If you put 500 hosts on the same subnet you will greatly reduce the efficiency of your network. If all machines are in the same broadcast domain, then every broadcast packet must be sent to every host. Not a very efficient way to set up your network.
But that doesn't mean that the subnetting that has been done has necessarily been accomplished efficiently. I would guess, though, by your description, that a bit of thought was put into the architecture.
Generally you will subnet geographically, like by floor, or by building, maintaining the majority of your traffic in a single geographical location.
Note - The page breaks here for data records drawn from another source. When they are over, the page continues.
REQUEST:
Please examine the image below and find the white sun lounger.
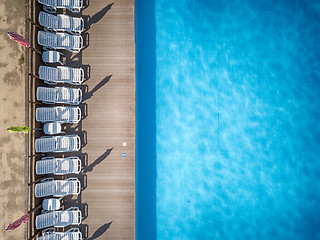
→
[36,207,82,229]
[37,87,82,105]
[37,228,82,240]
[36,157,81,175]
[35,135,81,153]
[36,107,81,123]
[39,66,84,85]
[38,31,83,52]
[34,178,81,198]
[38,0,83,13]
[39,12,84,34]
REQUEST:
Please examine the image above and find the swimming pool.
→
[136,0,320,240]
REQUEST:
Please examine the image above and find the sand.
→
[0,0,26,240]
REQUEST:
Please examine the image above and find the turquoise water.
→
[136,0,320,240]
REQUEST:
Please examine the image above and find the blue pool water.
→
[136,0,320,240]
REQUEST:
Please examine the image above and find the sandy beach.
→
[0,0,25,240]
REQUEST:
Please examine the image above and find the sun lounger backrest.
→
[38,31,57,49]
[36,107,56,122]
[38,0,57,7]
[39,12,59,29]
[35,181,56,198]
[39,66,61,83]
[36,137,56,152]
[37,87,57,103]
[36,212,56,229]
[36,158,56,175]
[55,180,81,196]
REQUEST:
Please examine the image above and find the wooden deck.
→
[81,0,135,240]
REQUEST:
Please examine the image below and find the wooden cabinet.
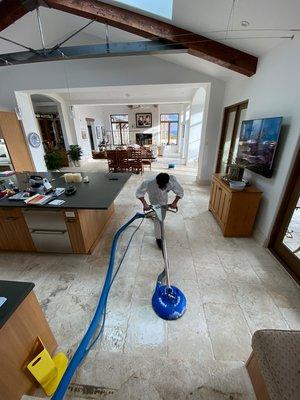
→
[0,111,35,172]
[0,208,35,251]
[65,204,114,254]
[209,174,262,237]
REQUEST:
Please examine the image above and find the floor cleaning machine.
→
[52,205,187,400]
[150,205,186,320]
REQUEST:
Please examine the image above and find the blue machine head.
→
[152,282,186,320]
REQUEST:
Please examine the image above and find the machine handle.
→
[31,229,67,235]
[167,204,178,214]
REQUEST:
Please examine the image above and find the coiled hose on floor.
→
[51,213,145,400]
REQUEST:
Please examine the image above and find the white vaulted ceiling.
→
[0,0,300,80]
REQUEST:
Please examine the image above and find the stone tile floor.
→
[0,164,300,400]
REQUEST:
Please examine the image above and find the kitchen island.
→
[0,172,131,254]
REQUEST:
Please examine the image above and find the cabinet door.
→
[211,181,221,215]
[209,180,217,213]
[0,213,35,251]
[218,189,231,228]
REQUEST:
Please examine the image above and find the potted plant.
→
[67,144,83,167]
[44,149,63,171]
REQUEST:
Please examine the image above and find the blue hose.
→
[51,213,145,400]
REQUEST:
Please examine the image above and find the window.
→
[110,114,129,145]
[115,0,173,19]
[160,114,179,144]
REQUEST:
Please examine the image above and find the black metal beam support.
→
[0,41,187,66]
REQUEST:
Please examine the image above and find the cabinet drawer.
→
[0,213,35,251]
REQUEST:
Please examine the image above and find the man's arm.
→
[170,176,184,209]
[135,181,150,211]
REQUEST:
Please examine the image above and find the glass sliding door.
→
[216,101,248,174]
[269,151,300,280]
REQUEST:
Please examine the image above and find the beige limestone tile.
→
[96,325,127,353]
[233,284,288,334]
[199,280,236,304]
[132,276,156,303]
[244,246,277,267]
[167,328,213,362]
[140,235,162,260]
[217,248,252,269]
[204,303,251,361]
[194,262,227,283]
[224,262,260,285]
[253,263,298,290]
[124,299,166,354]
[279,308,300,331]
[264,281,300,308]
[137,259,164,282]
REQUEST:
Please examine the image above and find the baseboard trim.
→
[196,177,211,186]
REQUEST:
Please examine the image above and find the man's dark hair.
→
[156,172,170,189]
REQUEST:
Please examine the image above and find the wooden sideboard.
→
[0,204,114,254]
[209,174,262,237]
[0,111,35,171]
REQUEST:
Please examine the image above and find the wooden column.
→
[0,292,57,400]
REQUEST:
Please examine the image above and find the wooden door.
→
[216,100,248,174]
[0,209,35,251]
[269,150,300,281]
[0,111,35,172]
[218,189,231,228]
[210,179,218,213]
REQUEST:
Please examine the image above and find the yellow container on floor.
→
[27,341,68,396]
[27,349,57,387]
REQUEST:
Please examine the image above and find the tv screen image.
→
[236,117,282,178]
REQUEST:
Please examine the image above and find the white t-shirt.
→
[135,175,183,205]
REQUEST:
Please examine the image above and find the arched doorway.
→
[31,94,69,167]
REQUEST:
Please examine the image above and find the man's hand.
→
[170,201,178,210]
[143,203,151,211]
[139,197,151,211]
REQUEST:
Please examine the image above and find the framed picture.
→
[135,113,152,128]
[96,125,101,139]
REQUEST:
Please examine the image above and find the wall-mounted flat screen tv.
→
[236,117,282,178]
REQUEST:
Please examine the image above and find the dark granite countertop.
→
[0,172,131,210]
[0,281,34,328]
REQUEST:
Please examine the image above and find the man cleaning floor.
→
[135,172,183,249]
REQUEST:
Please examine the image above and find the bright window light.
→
[115,0,173,19]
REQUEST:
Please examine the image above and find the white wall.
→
[224,38,300,242]
[186,88,206,162]
[74,103,188,150]
[16,93,47,172]
[0,56,225,180]
[74,106,103,159]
That way, the only traffic that is routed is traffic that needs to go across a WAN or Backbone to get to another geographic area.
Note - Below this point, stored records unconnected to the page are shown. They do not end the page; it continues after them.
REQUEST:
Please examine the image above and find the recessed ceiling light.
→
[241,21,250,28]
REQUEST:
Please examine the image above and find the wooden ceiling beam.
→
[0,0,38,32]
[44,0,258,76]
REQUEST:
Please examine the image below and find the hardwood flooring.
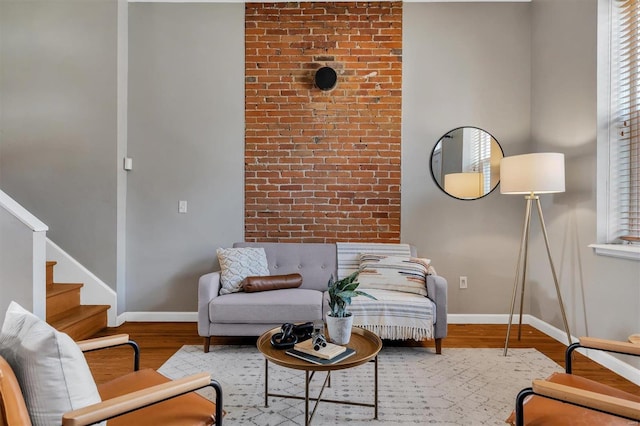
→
[86,323,640,397]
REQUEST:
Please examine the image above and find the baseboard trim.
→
[118,312,198,322]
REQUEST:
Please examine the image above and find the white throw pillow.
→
[0,302,101,426]
[216,247,269,294]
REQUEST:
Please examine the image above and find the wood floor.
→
[86,322,640,397]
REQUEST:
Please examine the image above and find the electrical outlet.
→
[460,277,467,288]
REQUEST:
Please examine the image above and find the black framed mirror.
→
[430,126,504,200]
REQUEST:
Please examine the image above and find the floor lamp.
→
[500,152,571,356]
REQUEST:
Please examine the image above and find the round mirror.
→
[431,127,504,200]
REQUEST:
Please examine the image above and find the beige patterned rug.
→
[159,346,561,426]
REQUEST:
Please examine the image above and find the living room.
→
[0,0,640,422]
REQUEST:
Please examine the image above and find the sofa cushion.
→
[0,302,100,426]
[209,288,322,324]
[216,247,269,294]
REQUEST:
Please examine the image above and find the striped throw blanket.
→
[337,243,436,340]
[336,243,411,280]
[349,289,436,340]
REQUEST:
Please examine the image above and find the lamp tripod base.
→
[504,194,571,356]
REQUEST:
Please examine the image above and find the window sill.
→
[589,244,640,261]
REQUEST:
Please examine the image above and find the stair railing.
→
[0,190,49,325]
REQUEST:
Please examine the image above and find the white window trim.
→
[589,0,640,261]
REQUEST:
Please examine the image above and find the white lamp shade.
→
[444,172,484,198]
[500,152,564,194]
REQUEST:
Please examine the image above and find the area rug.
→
[159,346,561,426]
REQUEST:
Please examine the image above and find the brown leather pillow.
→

Don't think of internal routing as a bad thing. It generally only adds a small amount of delay (in the neighborhood of 7ms). And because every machine in the network is not having to filter ARP gateway requests for all 500 machines, each machine is doing less work.
BTW, you were not "assigned" a 10.x.x.x address block. That address block is part of the RFC 1918 Private Network Address pool that anyone can use freely. It cannot be routed across the Internet.
With an address block of that size, using a Class C netmask is not uncommon. If you are running out of address space (you aren't), or creating small WAN or transmission networks, it is not uncommon to migrate to addressing that is completely classless, like CIDR. You could specify your current netmasks as CIDR addresses by using /24 if you really want to go that route. CIDR doesn't really buy you anything, it is just a newer netmask convention that specifies the number of bits in the network portion of the address. For every CIDR network size, there is an equivalent netmask. A /30 CIDR address is the same as a 255.255.255.252. A /29 CIDR address is the same as a 255.255.255.248.